The next step is to compare these matrices. However, even if the two point clouds were "similar", one might have a few more points than the other, so the distance matrices might be of different size (though both square.) Therefore, the matrix comparison method must find matrices which share a large square submatrix to be "similar". Moreover, even if the two point clouds were "similar", their vertices were likely paired in different orders in the two matrices. Therefore, the matrix comparison method must be independent of permutation of the points (simultaneous row/column permutation.)
Suppose $\left|X\right| \leq \left|Y\right|$. One could "brute force" the problem by taking the cell-wise sums of squares between $D_X$ and every permutation of every $|X|$-point submatrix of $D_Y$ and using the smallest of these as the "differentness" of $X$ and $Y$. To illustrate just how many comparisons would have to take place, consider the following: each $|X|$-point submatrix of $D_Y$ is obtained by choosing and removing $\left|Y\right| – \left|X\right|$ points from $\left|Y\right|$. This represents $\left|Y\right| \choose \left|Y\right| – \left|X\right|$ matrix comparisons, which is already very big.

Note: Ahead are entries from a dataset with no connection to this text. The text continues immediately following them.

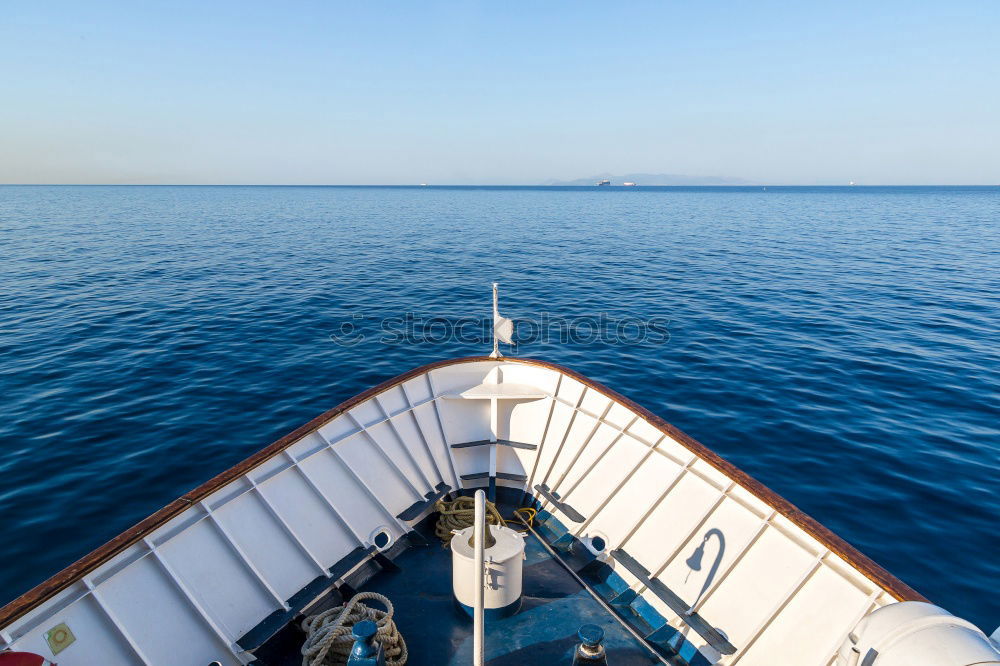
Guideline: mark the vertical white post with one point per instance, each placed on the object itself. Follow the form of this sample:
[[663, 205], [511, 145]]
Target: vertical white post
[[478, 649], [496, 314]]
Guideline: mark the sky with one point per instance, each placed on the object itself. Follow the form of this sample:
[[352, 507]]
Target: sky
[[498, 93]]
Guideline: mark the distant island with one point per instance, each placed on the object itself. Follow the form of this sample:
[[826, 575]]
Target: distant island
[[651, 179]]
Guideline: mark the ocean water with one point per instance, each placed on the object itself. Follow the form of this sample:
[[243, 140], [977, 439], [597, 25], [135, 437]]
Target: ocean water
[[842, 345]]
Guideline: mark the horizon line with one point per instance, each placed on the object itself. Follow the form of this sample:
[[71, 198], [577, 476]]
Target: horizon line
[[429, 185]]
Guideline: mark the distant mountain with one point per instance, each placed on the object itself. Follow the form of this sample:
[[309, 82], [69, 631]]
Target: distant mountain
[[652, 179]]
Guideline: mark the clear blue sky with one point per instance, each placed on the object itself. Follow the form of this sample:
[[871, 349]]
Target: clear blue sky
[[493, 92]]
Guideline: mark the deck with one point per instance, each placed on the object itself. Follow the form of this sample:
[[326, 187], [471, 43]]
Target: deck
[[554, 606]]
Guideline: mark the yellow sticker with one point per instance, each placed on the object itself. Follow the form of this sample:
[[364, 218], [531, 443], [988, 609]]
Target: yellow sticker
[[59, 638]]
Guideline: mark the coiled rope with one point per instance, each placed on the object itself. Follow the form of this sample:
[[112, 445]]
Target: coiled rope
[[459, 514], [329, 640]]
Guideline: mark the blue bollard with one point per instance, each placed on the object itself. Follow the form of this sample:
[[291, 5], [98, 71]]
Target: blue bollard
[[590, 652], [366, 651]]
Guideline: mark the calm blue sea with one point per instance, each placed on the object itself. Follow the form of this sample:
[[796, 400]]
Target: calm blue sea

To tackle the permutation issue, one would, for each such submatrix, try each permutation of the points, which adds another $\left|X\right|!$ matrices to compare $D_X$ against. At this point we have a number of matrix comparisons proportional to ${\left|Y\right| \choose \left|Y\right| – \left|X\right|}\left|X\right|! = \frac{\left|Y\right|!}{\left(\left|Y\right| – \left|X\right|\right)!\left|X\right|!}\left|X\right|! = \frac{\left|Y\right|!}{\left(\left|Y\right| – \left|X\right|\right)!}$. This has in its worst case a factorial running time which is just awful.
Moreover, on top of being slow, the method is flawed because if one set of points can be entirely contained within another, even if one set has a single point and the other has thousands, the sets will then show up as a 100% match. However, perhaps this is convenient: precisely those situations which yield erroneous results are the most computationally difficult to deal with. Maybe there is some way to "factor them out"?
Best Answer
Triangulate the two point clouds to get two meshes $M_X$ and $M_Y$. Given $x \in X$, let $d(x,M_Y)$ denote it's minimum distance from $M_Y$. One possible measure of distance is then $$ \sum_{x \in X} d(x, M_Y) + \sum_{y \in Y} d(y, M_X) $$ If $X$ and $Y$ come from scanning physical objects, then this is a reasonable distance measurement to use, since it measures the dissimilarity of the two objects.
If $X$ and $Y$ come from scanning the same object in two different positions/orientations, then you may get a large distance result. If this is not desirable, you need to do "registration" first -- in other words, you need to apply a rigid motion to either $X$ or $Y$ to minimise differences that are purely due to differing locations, rather than differing shapes.
It might be useful to read this paper and some of references they cite. And you can search for "point cloud registration" or "ICP" to find out more.
Apparently you can find some registration/alignment functions in Meshlab.